The food was emphatically simple. A soup, no appetizer, meat with vegetables and potatoes, a sweet. For beverage we had a choice between mineral water, ordinary Berlin bottled beer, or a cheap wine. Hitler was served his vegetarian food, drank Fachinger mineral water, and those of his guests who wished could imitate him. But few did. It was Hitler himself who insisted on this simplicity. He could count on its being talked about in Germany. Once, when the Helgoland fishermen presented him with a gigantic lobster, this delicacy was served at table, much to the satisfaction of the guests, but Hitler made disapproving remarks about the human error of consuming such ugly monstrosities. Moreover, he wanted to have such luxuries forbidden, he declared.
[...]
Hess came to table about once every two weeks; he would be followed by his adjutant in a rather weird getup, carrying a tin vessel containing a specially prepared meal which was to be rewarmed in the kitchen. For a long time it was hidden from Hitler that Hess had his own special vegetarian meal served to himself. When someone finally gave the secret away, Hitler turned irritably to Hess in the presence of the assembled company and blustered: “I have a first-class diet cook here. If your doctor has prescribed something special for you, she will be glad to prepare it. But you cannot bring your food with you.” Hess, even then inclining to obstinate contrariness, began explaining that the components of his meals had to be of special biodynamic origin. Whereupon Hitler bluntly informed him that in that case he should take his meals at home. Thereafter Hess scarcely ever came to the dinners.
Albert Speer. (1969).
Inside the Third Reich. Translated by Richard Winston and Clara Winston. (1970). Page 119-120.

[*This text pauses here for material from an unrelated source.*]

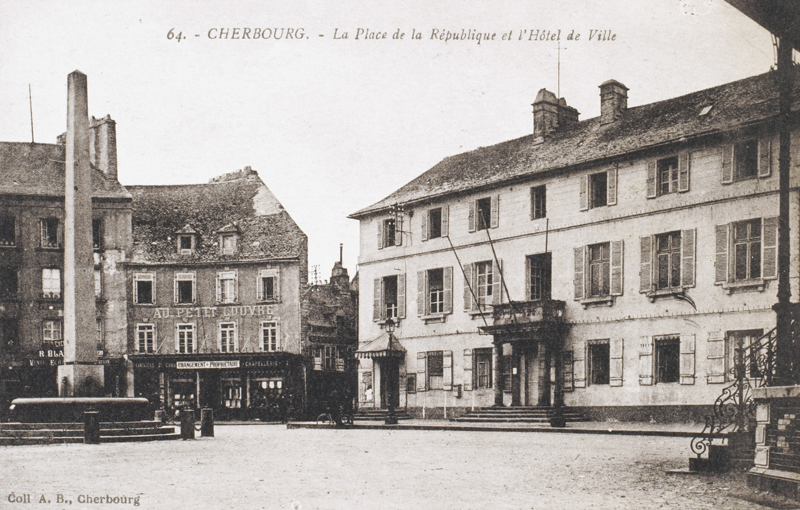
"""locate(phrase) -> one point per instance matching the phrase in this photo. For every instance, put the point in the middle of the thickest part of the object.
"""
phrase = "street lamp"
(391, 419)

https://archive.org/details/inside-the-third-reich-memoirs-by-albert-speer-by-albert-speer-richard-winston-a/page/118/mode/2upFinally the conversation would revert to the quality of the food. He was highly pleased with his diet cook and praised her skill at vegetarian cuisine. If a dish seemed to him especially good, he asked me to have a taste of it.
[...]
Incidentally, even here at headquarters he would often make fun of meat-eaters, but he did not attempt to sway me. He even had no objection to a Steinhager after fatty food—although he commented pityingly that he did not need it, with his fare. If there were a meat broth I could depend on his speaking of “corpse tea”; in connection with crayfish he brought out his story of a deceased grandmother whose relations had thrown her body into the brook to lure the crustaceans; for eels, that they were best fattened and caught by using dead cats.
Albert Speer. (1969).
Inside the Third Reich. Translated by Richard Winston and Clara Winston. (1970). Page 301.